Von Miguel de la Riva

Reflexionen

Wie mit Stewart Brands "Whole Earth Catalog" vor 50 Jahren ein Printprodukt die globale Epoche erfand.


Die beschützenswerte Erde im Fokus: Magazin-Cover, 1969.
© Archiv

Die Erde aus dem Weltraum zu sehen, ist beeindruckend und bewegend. Vor dem Hintergrund der unendlichen Leere des Alls wirkt der Blaue Planet klein und verletzlich. Der Blick aus dem Weltraum macht sinnfällig, dass wir nur eine Erde haben, dass wir sie gut behandeln und mit unseren Mitmenschen gerecht teilen müssen.

So berichten es übereinstimmend zahlreiche Astro- und Kosmonauten, die der Wissenschaftshistoriker Frank White interviewte. Für die Wirkung des Blicks auf die Erde aus großer Distanz prägte er 1987 den Begriff "Overview effect": Die Erde vom Mond oder von einer Weltraumstation aus zu sehen, erzeugt eine intensive Erfahrung von Einheit und Ganzheit, die an fernöstliche Spiritualität erinnert.

Whites Gespräche förderten immer wieder dieselben Eindrücke zutage: Im Blick über ganze Kontinente und Ozeane wirken nationale Grenzen unbedeutend. Die Menschheit, ja das Leben überhaupt erscheint als ein großer Zusammenhang, als Einheit. Die Erde stellt sich als die kleine, kostbare Insel dieses Lebens dar, als Organismus, in dem alles miteinander verbunden ist. Ließe sich diese Erfahrung auch all jenen vermitteln, die nicht den Weltraum bereist haben, um mehr Bewusstsein für unsere Umwelt zu schaffen?
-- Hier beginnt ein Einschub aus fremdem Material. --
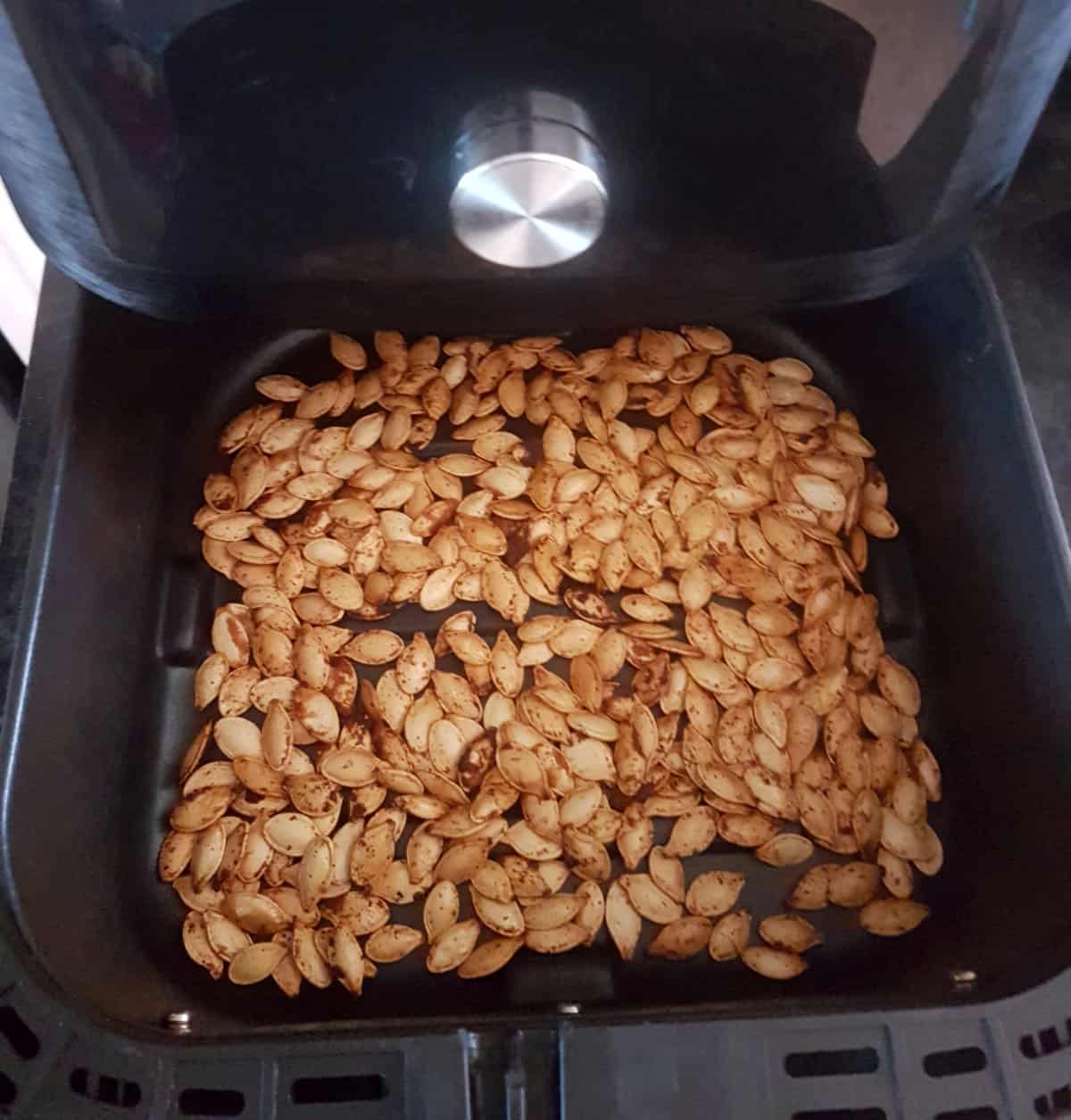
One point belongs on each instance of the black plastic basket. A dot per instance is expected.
(108, 611)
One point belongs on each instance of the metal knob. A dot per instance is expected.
(531, 181)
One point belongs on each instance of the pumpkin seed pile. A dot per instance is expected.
(680, 528)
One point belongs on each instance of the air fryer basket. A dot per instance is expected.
(119, 430)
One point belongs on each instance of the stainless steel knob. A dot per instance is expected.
(531, 181)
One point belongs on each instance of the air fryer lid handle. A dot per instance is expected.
(531, 180)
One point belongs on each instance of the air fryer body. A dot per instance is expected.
(299, 159)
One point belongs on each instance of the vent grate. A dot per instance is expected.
(1048, 1041)
(952, 1063)
(21, 1037)
(211, 1102)
(104, 1089)
(832, 1063)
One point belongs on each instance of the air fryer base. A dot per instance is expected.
(948, 1022)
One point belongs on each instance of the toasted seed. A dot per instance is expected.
(899, 685)
(891, 917)
(254, 963)
(559, 940)
(668, 873)
(452, 947)
(392, 943)
(649, 900)
(854, 884)
(289, 834)
(504, 918)
(714, 892)
(681, 939)
(623, 921)
(308, 958)
(785, 850)
(789, 931)
(224, 936)
(174, 856)
(198, 949)
(202, 809)
(728, 936)
(440, 908)
(491, 881)
(773, 963)
(374, 648)
(693, 833)
(553, 912)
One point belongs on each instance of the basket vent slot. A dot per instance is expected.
(951, 1063)
(19, 1036)
(832, 1063)
(842, 1115)
(982, 1112)
(1048, 1041)
(365, 1086)
(211, 1102)
(104, 1089)
(1058, 1103)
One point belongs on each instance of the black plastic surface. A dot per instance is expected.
(976, 595)
(197, 158)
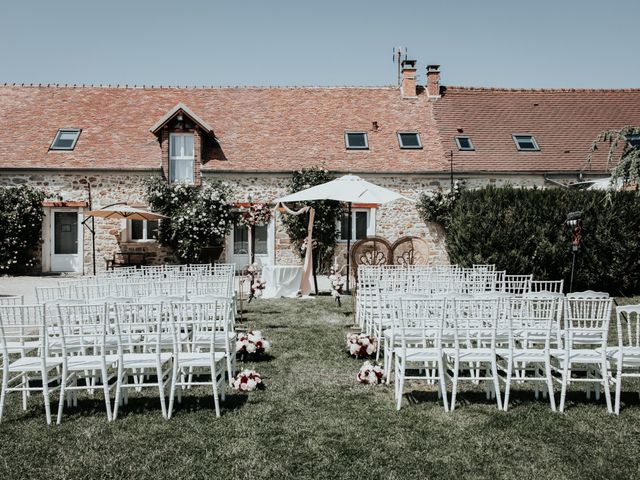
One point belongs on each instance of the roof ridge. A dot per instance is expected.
(541, 90)
(193, 87)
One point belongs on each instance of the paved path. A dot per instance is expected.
(26, 285)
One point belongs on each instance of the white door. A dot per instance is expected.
(66, 235)
(238, 245)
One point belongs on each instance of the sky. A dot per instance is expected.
(488, 43)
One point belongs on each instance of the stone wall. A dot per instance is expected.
(393, 220)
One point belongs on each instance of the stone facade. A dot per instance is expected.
(392, 221)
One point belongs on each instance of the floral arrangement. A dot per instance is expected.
(258, 214)
(247, 381)
(370, 374)
(256, 283)
(303, 247)
(198, 216)
(337, 283)
(361, 345)
(252, 343)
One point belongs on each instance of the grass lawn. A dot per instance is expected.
(314, 420)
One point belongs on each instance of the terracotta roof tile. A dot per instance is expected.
(563, 121)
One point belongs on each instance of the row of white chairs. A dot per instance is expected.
(134, 287)
(101, 346)
(501, 340)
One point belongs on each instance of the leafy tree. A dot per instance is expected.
(623, 155)
(328, 212)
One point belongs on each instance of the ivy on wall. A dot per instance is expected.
(198, 216)
(21, 215)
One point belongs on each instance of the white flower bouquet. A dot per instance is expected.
(252, 343)
(370, 374)
(361, 345)
(247, 381)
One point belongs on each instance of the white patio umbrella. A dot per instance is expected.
(116, 210)
(349, 189)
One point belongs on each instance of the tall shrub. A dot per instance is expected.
(523, 231)
(327, 214)
(198, 216)
(21, 216)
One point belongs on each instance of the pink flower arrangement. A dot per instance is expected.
(361, 345)
(258, 214)
(370, 374)
(252, 343)
(247, 381)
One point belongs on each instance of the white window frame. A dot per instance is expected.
(182, 158)
(144, 238)
(533, 140)
(351, 147)
(60, 131)
(471, 147)
(371, 223)
(409, 147)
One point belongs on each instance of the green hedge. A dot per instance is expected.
(523, 231)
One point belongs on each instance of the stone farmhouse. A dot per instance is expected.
(413, 138)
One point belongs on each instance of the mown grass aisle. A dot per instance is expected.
(314, 420)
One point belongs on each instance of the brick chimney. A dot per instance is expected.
(433, 81)
(408, 86)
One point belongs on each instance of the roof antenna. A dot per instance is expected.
(397, 58)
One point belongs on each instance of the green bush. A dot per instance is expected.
(327, 214)
(21, 215)
(199, 217)
(523, 231)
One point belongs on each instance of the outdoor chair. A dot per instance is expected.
(625, 359)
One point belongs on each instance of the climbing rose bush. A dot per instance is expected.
(199, 216)
(21, 214)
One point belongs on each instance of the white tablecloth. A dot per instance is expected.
(281, 280)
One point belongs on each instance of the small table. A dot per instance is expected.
(281, 280)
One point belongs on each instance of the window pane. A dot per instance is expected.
(409, 140)
(464, 143)
(180, 170)
(187, 146)
(261, 240)
(240, 240)
(175, 145)
(137, 230)
(361, 225)
(356, 140)
(152, 229)
(344, 227)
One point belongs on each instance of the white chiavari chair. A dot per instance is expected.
(586, 325)
(527, 354)
(150, 367)
(474, 323)
(205, 358)
(23, 330)
(89, 327)
(625, 359)
(419, 323)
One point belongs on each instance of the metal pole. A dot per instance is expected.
(451, 167)
(349, 248)
(93, 231)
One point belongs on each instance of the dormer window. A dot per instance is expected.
(181, 158)
(356, 140)
(65, 139)
(464, 143)
(525, 143)
(409, 140)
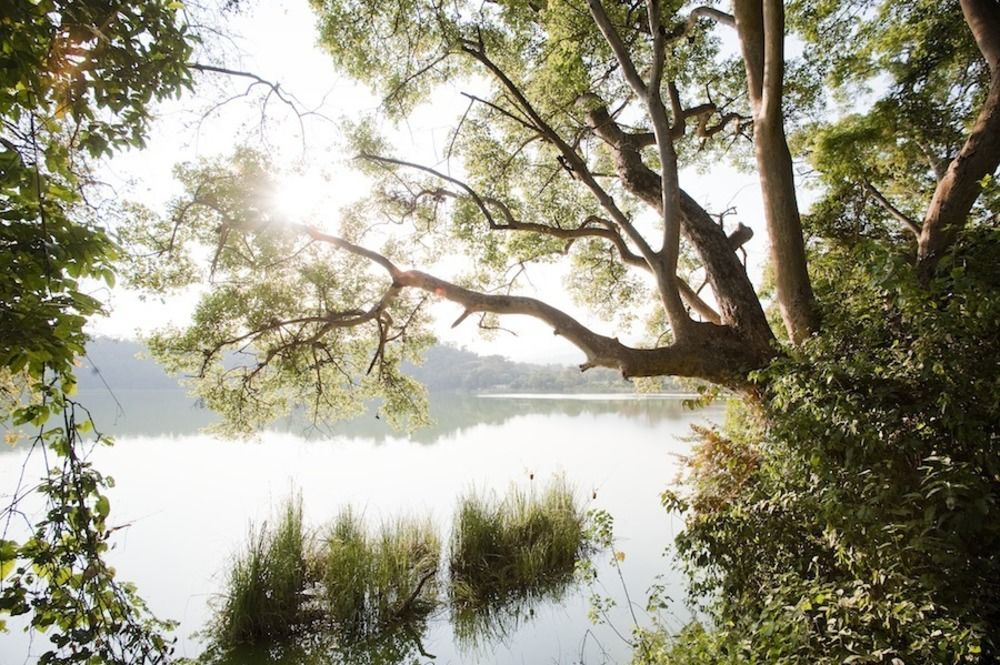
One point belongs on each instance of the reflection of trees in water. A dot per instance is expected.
(398, 644)
(477, 628)
(454, 413)
(129, 413)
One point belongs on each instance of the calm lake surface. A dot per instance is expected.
(189, 499)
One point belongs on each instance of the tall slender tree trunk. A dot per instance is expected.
(979, 157)
(760, 25)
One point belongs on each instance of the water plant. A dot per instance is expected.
(370, 581)
(526, 544)
(265, 584)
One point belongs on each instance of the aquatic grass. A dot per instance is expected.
(374, 581)
(265, 584)
(526, 544)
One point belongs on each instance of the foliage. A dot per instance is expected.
(57, 577)
(77, 83)
(288, 322)
(526, 544)
(849, 519)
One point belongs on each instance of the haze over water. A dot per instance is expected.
(189, 499)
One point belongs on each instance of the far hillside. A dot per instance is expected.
(123, 365)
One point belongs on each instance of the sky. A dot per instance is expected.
(277, 40)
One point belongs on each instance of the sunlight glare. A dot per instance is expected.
(301, 198)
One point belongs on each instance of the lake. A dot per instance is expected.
(188, 500)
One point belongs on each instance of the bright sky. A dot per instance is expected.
(277, 40)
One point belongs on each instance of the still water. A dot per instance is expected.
(187, 500)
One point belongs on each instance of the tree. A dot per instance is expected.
(577, 154)
(77, 82)
(830, 520)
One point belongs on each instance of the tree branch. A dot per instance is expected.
(911, 225)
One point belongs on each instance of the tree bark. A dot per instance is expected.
(958, 190)
(760, 25)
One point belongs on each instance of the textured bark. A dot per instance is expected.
(738, 305)
(760, 24)
(958, 190)
(715, 353)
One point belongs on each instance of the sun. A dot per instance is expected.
(301, 198)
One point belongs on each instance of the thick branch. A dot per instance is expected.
(958, 190)
(716, 353)
(720, 17)
(983, 18)
(738, 303)
(573, 160)
(911, 225)
(587, 229)
(760, 24)
(669, 207)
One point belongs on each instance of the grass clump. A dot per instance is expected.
(265, 584)
(526, 544)
(373, 581)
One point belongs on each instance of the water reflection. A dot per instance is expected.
(355, 595)
(128, 413)
(187, 501)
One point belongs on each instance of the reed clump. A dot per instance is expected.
(523, 545)
(372, 581)
(265, 584)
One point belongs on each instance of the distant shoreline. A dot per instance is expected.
(591, 396)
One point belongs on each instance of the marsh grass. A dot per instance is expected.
(373, 581)
(265, 584)
(525, 545)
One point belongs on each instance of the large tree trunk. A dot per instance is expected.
(979, 157)
(760, 24)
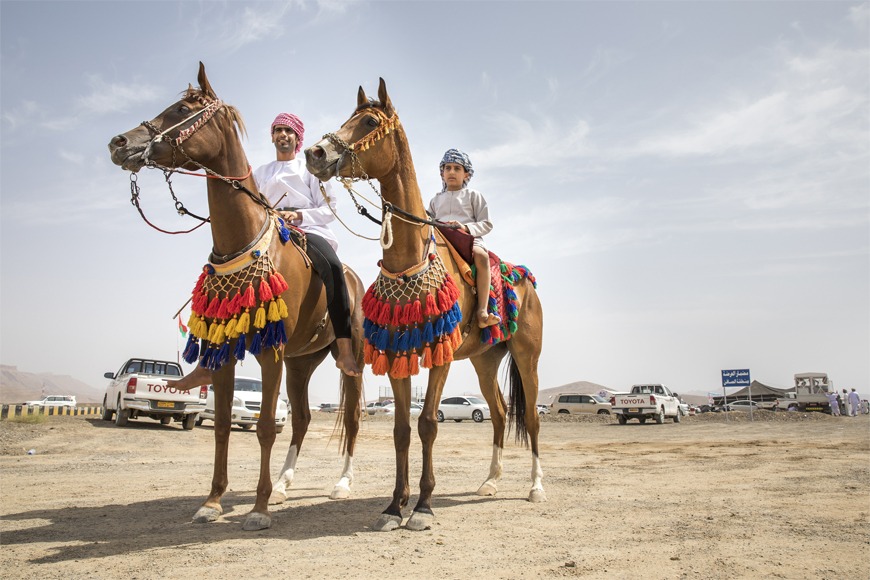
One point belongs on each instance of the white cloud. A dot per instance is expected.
(115, 97)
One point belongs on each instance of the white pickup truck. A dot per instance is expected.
(646, 402)
(139, 389)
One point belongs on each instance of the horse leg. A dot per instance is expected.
(427, 426)
(525, 349)
(299, 371)
(223, 381)
(259, 517)
(351, 397)
(486, 366)
(391, 518)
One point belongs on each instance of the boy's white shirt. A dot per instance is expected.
(303, 193)
(466, 206)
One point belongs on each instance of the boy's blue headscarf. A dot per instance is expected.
(460, 158)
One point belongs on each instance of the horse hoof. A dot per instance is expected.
(277, 498)
(487, 489)
(420, 521)
(257, 521)
(340, 492)
(205, 515)
(387, 523)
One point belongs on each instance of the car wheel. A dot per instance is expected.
(189, 421)
(123, 415)
(107, 412)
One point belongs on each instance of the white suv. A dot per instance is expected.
(54, 401)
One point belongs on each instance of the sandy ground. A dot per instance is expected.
(780, 497)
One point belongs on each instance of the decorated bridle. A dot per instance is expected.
(387, 125)
(194, 122)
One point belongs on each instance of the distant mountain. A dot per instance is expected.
(17, 387)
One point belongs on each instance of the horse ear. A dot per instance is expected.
(384, 98)
(204, 85)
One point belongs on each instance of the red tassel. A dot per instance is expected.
(384, 315)
(400, 368)
(248, 300)
(277, 283)
(211, 311)
(235, 306)
(431, 307)
(416, 316)
(223, 309)
(438, 355)
(381, 365)
(265, 291)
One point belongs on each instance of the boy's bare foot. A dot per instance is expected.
(485, 319)
(198, 377)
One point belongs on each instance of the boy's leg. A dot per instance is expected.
(482, 282)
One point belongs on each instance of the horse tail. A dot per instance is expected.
(517, 403)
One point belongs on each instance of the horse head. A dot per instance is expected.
(158, 142)
(359, 149)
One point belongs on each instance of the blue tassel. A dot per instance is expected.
(256, 344)
(404, 340)
(383, 339)
(416, 339)
(280, 333)
(191, 351)
(439, 326)
(239, 353)
(223, 355)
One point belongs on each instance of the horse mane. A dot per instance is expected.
(234, 117)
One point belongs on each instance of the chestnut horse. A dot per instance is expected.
(373, 144)
(199, 131)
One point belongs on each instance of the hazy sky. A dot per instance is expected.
(689, 181)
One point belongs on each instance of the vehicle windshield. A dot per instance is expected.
(249, 386)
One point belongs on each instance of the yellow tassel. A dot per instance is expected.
(201, 328)
(244, 323)
(231, 329)
(274, 315)
(260, 317)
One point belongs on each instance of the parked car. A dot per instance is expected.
(573, 403)
(389, 409)
(460, 408)
(247, 403)
(743, 405)
(54, 401)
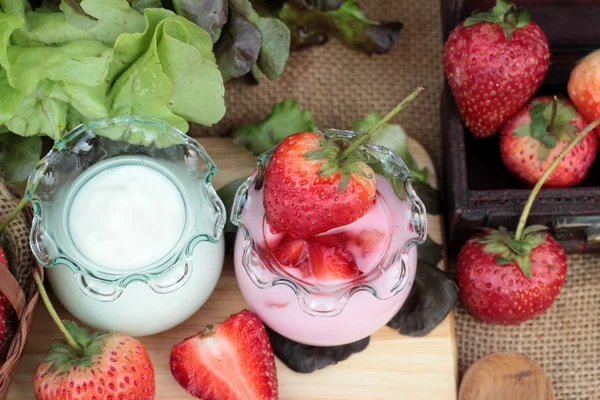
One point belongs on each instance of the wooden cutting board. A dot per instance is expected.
(392, 367)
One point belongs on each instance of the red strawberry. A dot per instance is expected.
(111, 366)
(584, 86)
(307, 193)
(289, 251)
(231, 361)
(508, 278)
(494, 62)
(502, 291)
(328, 262)
(535, 136)
(3, 301)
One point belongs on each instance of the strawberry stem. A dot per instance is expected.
(53, 313)
(13, 214)
(553, 116)
(538, 186)
(364, 138)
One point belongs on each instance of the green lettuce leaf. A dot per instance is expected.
(141, 5)
(42, 112)
(210, 15)
(76, 15)
(10, 98)
(52, 28)
(18, 157)
(55, 76)
(275, 46)
(312, 23)
(285, 119)
(80, 62)
(176, 75)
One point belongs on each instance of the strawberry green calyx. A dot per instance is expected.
(505, 14)
(344, 157)
(80, 345)
(550, 123)
(508, 250)
(538, 186)
(62, 356)
(516, 247)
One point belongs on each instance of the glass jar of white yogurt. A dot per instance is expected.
(128, 225)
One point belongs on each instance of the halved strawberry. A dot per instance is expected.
(331, 262)
(289, 251)
(233, 360)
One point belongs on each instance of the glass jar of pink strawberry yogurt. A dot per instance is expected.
(339, 286)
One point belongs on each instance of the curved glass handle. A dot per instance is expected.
(41, 244)
(97, 289)
(174, 278)
(321, 305)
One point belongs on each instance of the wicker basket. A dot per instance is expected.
(17, 285)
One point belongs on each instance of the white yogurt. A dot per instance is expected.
(127, 217)
(121, 222)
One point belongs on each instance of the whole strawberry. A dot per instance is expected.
(536, 135)
(584, 86)
(102, 366)
(308, 192)
(514, 289)
(315, 183)
(231, 361)
(510, 277)
(494, 62)
(3, 301)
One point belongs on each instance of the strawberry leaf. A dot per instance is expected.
(286, 119)
(565, 114)
(538, 128)
(328, 168)
(523, 130)
(549, 141)
(344, 179)
(543, 153)
(537, 110)
(524, 18)
(502, 261)
(79, 333)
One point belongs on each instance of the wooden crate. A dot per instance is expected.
(480, 192)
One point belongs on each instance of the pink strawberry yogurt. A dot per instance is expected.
(294, 301)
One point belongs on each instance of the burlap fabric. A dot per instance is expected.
(340, 85)
(15, 241)
(565, 341)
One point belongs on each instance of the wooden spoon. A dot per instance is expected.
(510, 376)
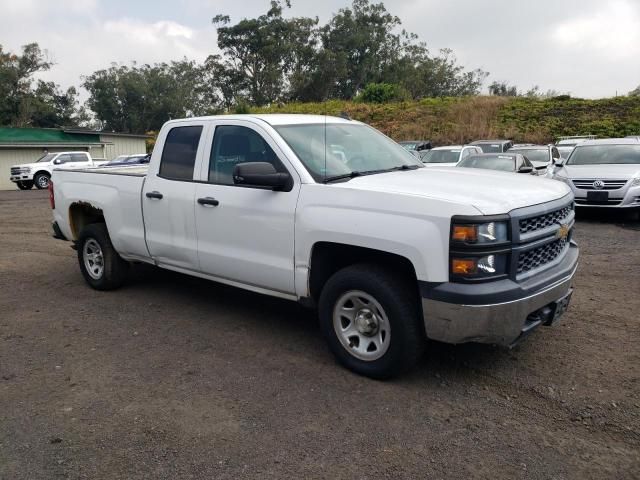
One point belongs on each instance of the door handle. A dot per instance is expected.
(208, 201)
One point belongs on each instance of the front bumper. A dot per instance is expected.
(495, 312)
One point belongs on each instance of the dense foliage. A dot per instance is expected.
(25, 103)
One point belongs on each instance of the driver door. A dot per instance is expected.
(245, 234)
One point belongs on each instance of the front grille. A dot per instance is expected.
(587, 184)
(542, 255)
(533, 224)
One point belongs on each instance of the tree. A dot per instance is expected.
(264, 51)
(138, 99)
(501, 89)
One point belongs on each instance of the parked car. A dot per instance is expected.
(493, 146)
(603, 173)
(447, 156)
(504, 162)
(26, 175)
(416, 145)
(137, 159)
(541, 156)
(389, 251)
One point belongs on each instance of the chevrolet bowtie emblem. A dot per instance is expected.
(563, 232)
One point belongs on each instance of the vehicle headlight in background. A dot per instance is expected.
(480, 233)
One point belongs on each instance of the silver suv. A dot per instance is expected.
(602, 173)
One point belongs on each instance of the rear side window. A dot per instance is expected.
(179, 153)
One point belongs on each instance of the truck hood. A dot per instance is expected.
(489, 191)
(611, 171)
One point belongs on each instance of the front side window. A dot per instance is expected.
(78, 157)
(605, 154)
(179, 153)
(350, 148)
(441, 156)
(233, 145)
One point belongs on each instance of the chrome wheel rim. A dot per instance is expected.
(361, 325)
(93, 259)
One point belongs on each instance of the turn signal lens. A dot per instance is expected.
(463, 266)
(465, 233)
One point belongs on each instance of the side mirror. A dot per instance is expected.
(261, 174)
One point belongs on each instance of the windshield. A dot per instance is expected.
(441, 156)
(498, 162)
(409, 145)
(490, 147)
(540, 155)
(605, 154)
(47, 157)
(352, 148)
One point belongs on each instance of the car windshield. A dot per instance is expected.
(353, 149)
(497, 162)
(490, 147)
(46, 157)
(540, 155)
(441, 156)
(605, 154)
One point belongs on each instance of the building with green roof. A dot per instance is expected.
(26, 145)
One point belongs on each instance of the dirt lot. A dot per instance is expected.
(174, 377)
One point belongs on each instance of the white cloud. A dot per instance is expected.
(611, 31)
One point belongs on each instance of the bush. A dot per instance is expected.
(382, 93)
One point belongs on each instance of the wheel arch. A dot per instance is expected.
(329, 257)
(82, 214)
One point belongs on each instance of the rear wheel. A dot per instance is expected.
(100, 264)
(371, 320)
(42, 181)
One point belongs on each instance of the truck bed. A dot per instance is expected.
(116, 192)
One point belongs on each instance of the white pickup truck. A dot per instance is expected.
(391, 253)
(26, 175)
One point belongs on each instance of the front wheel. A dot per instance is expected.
(370, 318)
(100, 264)
(42, 181)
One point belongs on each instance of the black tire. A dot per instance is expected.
(41, 181)
(114, 268)
(399, 299)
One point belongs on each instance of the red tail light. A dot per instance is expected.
(52, 198)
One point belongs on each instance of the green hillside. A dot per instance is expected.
(462, 119)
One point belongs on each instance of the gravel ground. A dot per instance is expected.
(176, 377)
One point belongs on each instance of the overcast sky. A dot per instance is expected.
(589, 48)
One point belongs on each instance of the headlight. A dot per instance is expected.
(478, 267)
(480, 233)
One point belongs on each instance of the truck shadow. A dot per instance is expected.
(285, 323)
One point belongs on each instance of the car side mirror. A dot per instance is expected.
(261, 174)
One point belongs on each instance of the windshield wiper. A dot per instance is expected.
(355, 173)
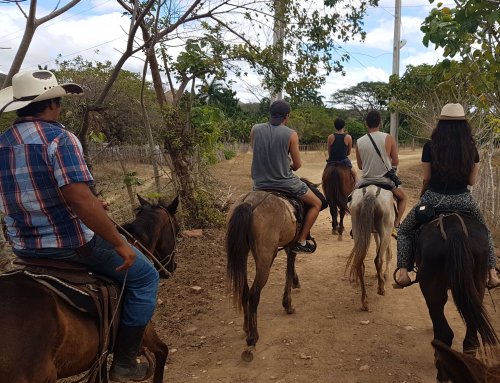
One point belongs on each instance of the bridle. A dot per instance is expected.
(136, 243)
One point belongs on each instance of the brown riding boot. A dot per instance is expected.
(125, 366)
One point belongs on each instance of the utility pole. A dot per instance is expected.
(395, 63)
(278, 36)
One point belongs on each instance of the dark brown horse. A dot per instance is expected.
(338, 183)
(452, 253)
(43, 338)
(262, 223)
(463, 368)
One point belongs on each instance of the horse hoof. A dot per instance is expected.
(247, 356)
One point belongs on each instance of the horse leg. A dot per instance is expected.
(361, 277)
(155, 345)
(262, 269)
(333, 213)
(244, 304)
(341, 223)
(290, 276)
(436, 296)
(295, 282)
(382, 250)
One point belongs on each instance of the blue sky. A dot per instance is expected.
(95, 30)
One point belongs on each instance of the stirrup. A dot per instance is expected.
(397, 285)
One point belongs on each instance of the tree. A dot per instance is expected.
(470, 30)
(422, 91)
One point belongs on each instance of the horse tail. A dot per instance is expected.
(361, 231)
(239, 241)
(468, 300)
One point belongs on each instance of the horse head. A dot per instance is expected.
(156, 227)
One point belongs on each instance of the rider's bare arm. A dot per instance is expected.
(358, 160)
(330, 141)
(348, 142)
(473, 176)
(392, 150)
(251, 138)
(293, 148)
(91, 211)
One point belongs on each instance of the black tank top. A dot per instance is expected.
(338, 150)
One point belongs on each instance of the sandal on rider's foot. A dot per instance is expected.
(401, 285)
(395, 232)
(307, 248)
(490, 285)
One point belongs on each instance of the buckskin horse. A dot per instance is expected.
(452, 253)
(260, 222)
(372, 211)
(44, 338)
(338, 183)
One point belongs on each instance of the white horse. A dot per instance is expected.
(372, 211)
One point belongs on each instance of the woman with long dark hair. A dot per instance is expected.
(450, 163)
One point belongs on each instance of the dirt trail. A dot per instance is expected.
(328, 339)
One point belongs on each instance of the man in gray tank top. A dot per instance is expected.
(371, 164)
(275, 156)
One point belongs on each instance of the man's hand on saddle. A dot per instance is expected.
(104, 204)
(127, 253)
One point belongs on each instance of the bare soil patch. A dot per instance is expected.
(328, 339)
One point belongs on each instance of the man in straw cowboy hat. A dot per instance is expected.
(50, 211)
(450, 164)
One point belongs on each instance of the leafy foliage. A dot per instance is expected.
(470, 30)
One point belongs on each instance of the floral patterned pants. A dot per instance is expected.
(462, 202)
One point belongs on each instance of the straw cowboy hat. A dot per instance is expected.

1966 hat der kalifornische Hippie Stewart Brand die Vision, ein Foto der Erde aus dem Weltraum würde "alles ändern". So ein Bild gab es damals noch nicht, trotz eines milliardenschweren Raumfahrtprogramms. Also prägt er Buttons mit der Aufschrift "Why haven’t we seen a photograph of the whole Earth yet?", verkauft sie an der Berkeley University und schickt sie in den Kongress nach Washington.

Von der Linie zum Kreis

Das berühmte "Earthrise"-Foto.
© NASA/Bill Anders

Die Idee kam Brand während eines LSD-Trips. Er denkt über einen Gedanken des Ingenieurs, Tüftlers und Ideengebers der Hippie-Bewegung, R. Buckminster Fuller, nach. Fuller zufolge denken Menschen, die natürlichen Ressourcen seien unerschöpflich, weil sie sich die Erde in Wirklichkeit noch als Scheibe vorstellen.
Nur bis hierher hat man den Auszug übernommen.